SUMMARY Verifiably indexed DOCX files do not yield content search results STEPS TO REPRODUCE 1. Create a DOCX file in some location that is indexed by Baloo 2. Write some unique string in the DOCX file 3. Index the file: balooctl index /path/to/file.docx 4. Open KFind and in the content tab, search for the unique string Observed on two different Arch Linux systems. There is also a forum topic about this from last year: https://forum.kde.org/viewtopic.php?f=154&t=161505 KDE Plasma Version: 5.19.5 KDE Frameworks Version: 5.74 Qt Version: 5.15.1
That's not really a bug I think. KFind doesn't use baloo's search index (it predates baloo by far). AFAIK, it doesn't have special support for certain file formats either, it basically does the same as the "grep" tool, i.e. search for the text verbatim in the file. And as a DOCX file is compressed as ZIP, no text can be found of course. So maybe this can be seen as enhancement request to support content search via baloo. I have no idea if that would fit into kfind's design though.

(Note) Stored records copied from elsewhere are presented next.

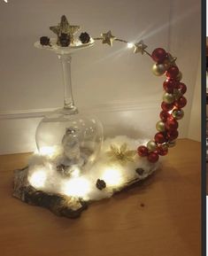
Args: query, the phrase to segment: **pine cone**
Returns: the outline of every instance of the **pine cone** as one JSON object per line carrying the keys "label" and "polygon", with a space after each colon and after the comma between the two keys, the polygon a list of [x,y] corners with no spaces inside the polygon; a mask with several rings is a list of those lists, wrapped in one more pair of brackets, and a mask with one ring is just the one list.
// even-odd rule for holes
{"label": "pine cone", "polygon": [[96,181],[96,188],[100,190],[102,190],[103,189],[106,188],[106,183],[104,182],[104,180],[100,180],[98,179]]}
{"label": "pine cone", "polygon": [[82,43],[88,43],[90,41],[90,36],[87,32],[81,33],[80,35],[80,40]]}
{"label": "pine cone", "polygon": [[40,43],[42,45],[50,45],[50,38],[48,36],[42,36],[40,38]]}

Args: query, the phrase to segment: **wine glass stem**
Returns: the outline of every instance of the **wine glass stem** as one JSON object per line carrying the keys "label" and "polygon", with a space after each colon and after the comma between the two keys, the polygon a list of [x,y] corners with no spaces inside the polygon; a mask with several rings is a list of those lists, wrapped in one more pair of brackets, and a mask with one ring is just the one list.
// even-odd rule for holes
{"label": "wine glass stem", "polygon": [[64,108],[77,112],[74,106],[72,90],[72,76],[71,76],[71,62],[72,56],[69,54],[59,54],[58,58],[60,60],[63,82],[64,82]]}

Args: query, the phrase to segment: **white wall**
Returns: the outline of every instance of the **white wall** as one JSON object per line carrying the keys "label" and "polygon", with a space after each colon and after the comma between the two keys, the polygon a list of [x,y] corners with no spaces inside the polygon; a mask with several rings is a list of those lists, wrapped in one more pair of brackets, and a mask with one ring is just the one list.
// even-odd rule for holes
{"label": "white wall", "polygon": [[[64,13],[92,36],[112,29],[123,39],[143,39],[150,52],[164,47],[176,55],[189,100],[180,136],[189,136],[200,69],[199,0],[0,1],[0,153],[35,150],[35,131],[42,112],[62,105],[58,61],[33,44],[41,35],[52,36],[49,27]],[[112,48],[98,43],[78,52],[73,59],[76,105],[96,112],[106,136],[151,137],[164,80],[151,74],[152,64],[147,56],[133,54],[119,43]]]}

(In reply to Wolfgang Bauer from comment #1) > That's not really a bug I think. > > KFind doesn't use baloo's search index (it predates baloo by far). > > AFAIK, it doesn't have special support for certain file formats either, it > basically does the same as the "grep" tool, i.e. search for the text > verbatim in the file. > And as a DOCX file is compressed as ZIP, no text can be found of course. Oh, that is surprising to hear. It does find text in ODF documents, which are compressed as ZIP as well. Does Dolphin search use Baloo's index? It doesn't work either.
(In reply to Buovjaga from comment #2) > Does Dolphin search use Baloo's index? It doesn't work either. Yes, it uses Baloo: https://userbase.kde.org/Dolphin I would rather change this to be about Baloo, sorry for the noise.

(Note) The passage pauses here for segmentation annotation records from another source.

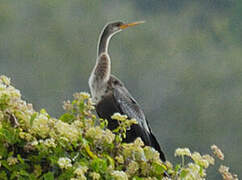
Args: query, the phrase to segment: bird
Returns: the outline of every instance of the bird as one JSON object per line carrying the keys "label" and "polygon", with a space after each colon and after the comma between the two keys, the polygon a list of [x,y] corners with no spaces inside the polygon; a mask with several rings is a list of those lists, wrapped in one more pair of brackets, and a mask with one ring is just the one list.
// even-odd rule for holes
{"label": "bird", "polygon": [[130,143],[140,137],[145,145],[153,147],[160,153],[160,159],[166,158],[161,147],[151,131],[144,112],[137,101],[132,97],[124,83],[111,74],[111,59],[108,54],[109,41],[113,35],[122,30],[142,24],[144,21],[123,23],[121,21],[108,23],[102,30],[97,46],[96,64],[88,80],[93,103],[100,118],[107,119],[107,128],[114,130],[118,127],[118,121],[111,116],[118,112],[127,115],[129,119],[136,119],[137,124],[131,125],[126,131],[123,142]]}

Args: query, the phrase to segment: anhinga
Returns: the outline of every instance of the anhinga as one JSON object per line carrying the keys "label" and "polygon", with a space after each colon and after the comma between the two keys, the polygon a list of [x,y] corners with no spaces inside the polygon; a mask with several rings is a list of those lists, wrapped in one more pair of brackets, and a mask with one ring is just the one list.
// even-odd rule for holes
{"label": "anhinga", "polygon": [[138,103],[131,96],[124,84],[111,74],[111,60],[108,55],[108,45],[110,38],[127,27],[138,25],[143,21],[124,24],[123,22],[113,22],[107,24],[99,38],[96,65],[89,78],[89,87],[96,111],[99,117],[108,120],[108,128],[116,129],[118,122],[111,119],[115,112],[126,114],[129,118],[135,118],[138,124],[131,126],[126,132],[124,142],[132,142],[137,137],[141,137],[145,145],[152,146],[160,153],[160,158],[165,161],[165,155],[161,151],[160,145],[151,128],[145,119],[145,115]]}

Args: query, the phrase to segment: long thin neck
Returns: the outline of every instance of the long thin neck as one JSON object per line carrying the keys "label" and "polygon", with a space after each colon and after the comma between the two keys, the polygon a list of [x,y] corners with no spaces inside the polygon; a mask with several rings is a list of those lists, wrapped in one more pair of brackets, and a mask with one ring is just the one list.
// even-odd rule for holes
{"label": "long thin neck", "polygon": [[109,40],[112,37],[113,34],[110,34],[107,29],[104,29],[100,38],[99,38],[99,44],[98,44],[98,56],[102,53],[108,53],[108,45]]}

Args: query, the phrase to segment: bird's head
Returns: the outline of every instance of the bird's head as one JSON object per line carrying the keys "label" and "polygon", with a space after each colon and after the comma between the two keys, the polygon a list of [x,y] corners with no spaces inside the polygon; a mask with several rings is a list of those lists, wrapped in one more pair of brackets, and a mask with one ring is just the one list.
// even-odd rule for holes
{"label": "bird's head", "polygon": [[144,23],[144,21],[136,21],[136,22],[132,22],[132,23],[123,23],[121,21],[117,21],[117,22],[112,22],[109,23],[105,26],[104,31],[106,31],[107,34],[109,35],[113,35],[117,32],[122,31],[123,29],[126,29],[128,27],[132,27],[138,24],[142,24]]}

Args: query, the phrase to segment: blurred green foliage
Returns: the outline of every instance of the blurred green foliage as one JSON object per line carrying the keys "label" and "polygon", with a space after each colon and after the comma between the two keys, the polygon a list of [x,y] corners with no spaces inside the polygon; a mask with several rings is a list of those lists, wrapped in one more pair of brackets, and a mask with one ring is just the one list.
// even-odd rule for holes
{"label": "blurred green foliage", "polygon": [[1,0],[0,73],[58,117],[63,99],[88,90],[104,24],[146,20],[113,38],[113,74],[168,159],[178,146],[206,153],[215,143],[242,172],[241,12],[235,0]]}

On second thought, I am closing this. I opened this to help someone else, but it seems Dolphin's content search is only broken on my system. Apparently the only problem on the original reporter's system was KFind, which we now learned should not even work with zipped files (although for some reason it does work with ODT on the reporter's system).
Dolphin uses baloo, baloo uses kfilemetadata, and kfilemetadata supports ODF and DOCX files. Zipped files are supported when it is part of the file format itself, as is the case for the OpenDocuemnt and Microsoft Office formats. Other archives (zip or e.g. any tar.*) are not extracted. As the generic structure of both is very similar (zip file + some XML), it is strange one works and the other not. Please provide one of the files which does not work, if possible.
Example docx file for reproducing the issue required.
Created attachment 132276 [details] Example DOCX file Here it is. Any ideas on how I could check, why it does not work on my system, but work on the system of the other person?
KFM has no problem with the file, and baloo on my system has no problem finding it. 1. Check if any data can be extracted from the file: a) dolphin, information panel (F11) should show "words" and "pages" b) dolphin -> properties -> details 2. Check if baloo has stored the file information: $> balooshow -x path/to/file
(In reply to Stefan Brüns from comment #8) > KFM has no problem with the file, and baloo on my system has no problem > finding it. > > 1. Check if any data can be extracted from the file: > a) dolphin, information panel (F11) should show "words" and "pages" > b) dolphin -> properties -> details > > 2. Check if baloo has stored the file information: > $> balooshow -x path/to/file Dolphin's info is showing the word and page count properly. balooshow gives this: Internal Info Terms: Mapplication Mdocument Mofficedocument Mopenxmlformats Mvnd Mwordprocessingml T5 File Name Terms: Fbalooindextest Fdocx XAttr Terms: Should the 'superduperuniquestring' appear there?
Thats just basic indexing information. Seems like the content indexer never ran. Whats the output of: $> balooctl status <path/to/file>
(In reply to Stefan Brüns from comment #10) > Thats just basic indexing information. Seems like the content indexer never > ran. Whats the output of: > $> balooctl status <path/to/file> It was indexed. Now I tried it again in a directory with less files and Dolphin was able to find it. Maybe it was just taking too long to run :( Sorry for the noise again.